Making the move to ecommerce involves a disciplined process that begins with strong program management to document the business requirements of all ecommerce components. These requirements are then translated into functional specifications employed to determine which technologies most closely match the unique parameters of your new ecommerce plan. If you’re working with the right team, this process also leads to the proper planning of digital branding and advertising programs to drive demand through the new ecommerce sales channel.
Planning and plotting your business requirements creates a road map for your ecommerce system, approaching it as part product and part new business unit. It defines new business rules and answers key questions regarding the business aspects ecommerce could impact – like distribution conflict, inventory management, sales accounting and brand identity. It also addresses issues of user experience and information architecture (UXIA), along with all the other elements of the site presentation layer to ensure user interaction is effective and consistent across all devices (mobile, tablet, laptop and desktop). These business rules are always unique and predicated on the way in which the company prefers to do business with its consumers, resellers and/or suppliers.
Of course, this planning phase must also evaluate staffing impacts as they relate to fulfillment and customer support of new ecommerce orders.
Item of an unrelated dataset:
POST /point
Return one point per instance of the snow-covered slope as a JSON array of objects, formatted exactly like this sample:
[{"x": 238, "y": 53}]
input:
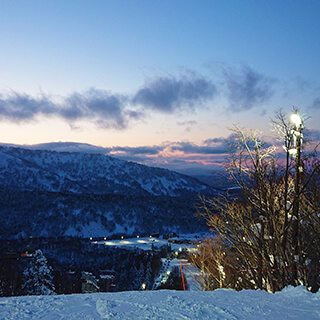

In our experience, accommodating these “offline” factors often requires just as much planning, time and effort as the online technological components. But, ironically, we’ve also demonstrated how developing a powerful online brand and effective ecommerce solution and can also drive new revenue to the brick and mortar sales channel.
Today, ecommerce technologies can be divided into three primary, distinct categories:
Build & Own This category of solutions provides a completely custom software solution that’s tailored to fit the exact needs of the business and owned outright by the company. This was the model when ecommerce first took the world by storm, but it can involve high costs for software development and ongoing maintenance. This market segment is led by a few well-known firms, so the first question your company might ask is if you require such a robust, proprietary and potentially expensive solution .
Rent & SaaS (Software as a Service) This category of solutions has matured as more medium-sized companies seek out options that provide entry to ecommerce without the capital intensive investment of the Build & Own model. SaaS ecommerce technology has certainly matured over the past few years, but these solutions should also be evaluated on a long-term basis to ensure scalable implementation and economic viability.
Open Source & Low Cost Google helped revolutionize the digital world by giving software away, only to earn revenue in other channels. Based on this model, we now have access to numerous open source, freeware and shareware ecommerce software products that are offered to both corporations and individuals at little or no cost. While it’s only prudent to investigate and explore these newer offerings, it’s important to remember that while the software might seem like a bargain, it’s never truly free. You’ll still have to consider implementation costs, technical support and mixed reviews on overall performance.
Needless to say, this is just a short summary of the basic process and options associated with ecommerce. But, as you can see, moving your company into this virtual marketplace includes and impacts multiple aspects of your organization – from finance and logistics to marketing and information technology. In fact if you’re going to build a digital program that supports ecommerce and also scales for future growth, you almost need to think about ecommerce like a brand new business unit.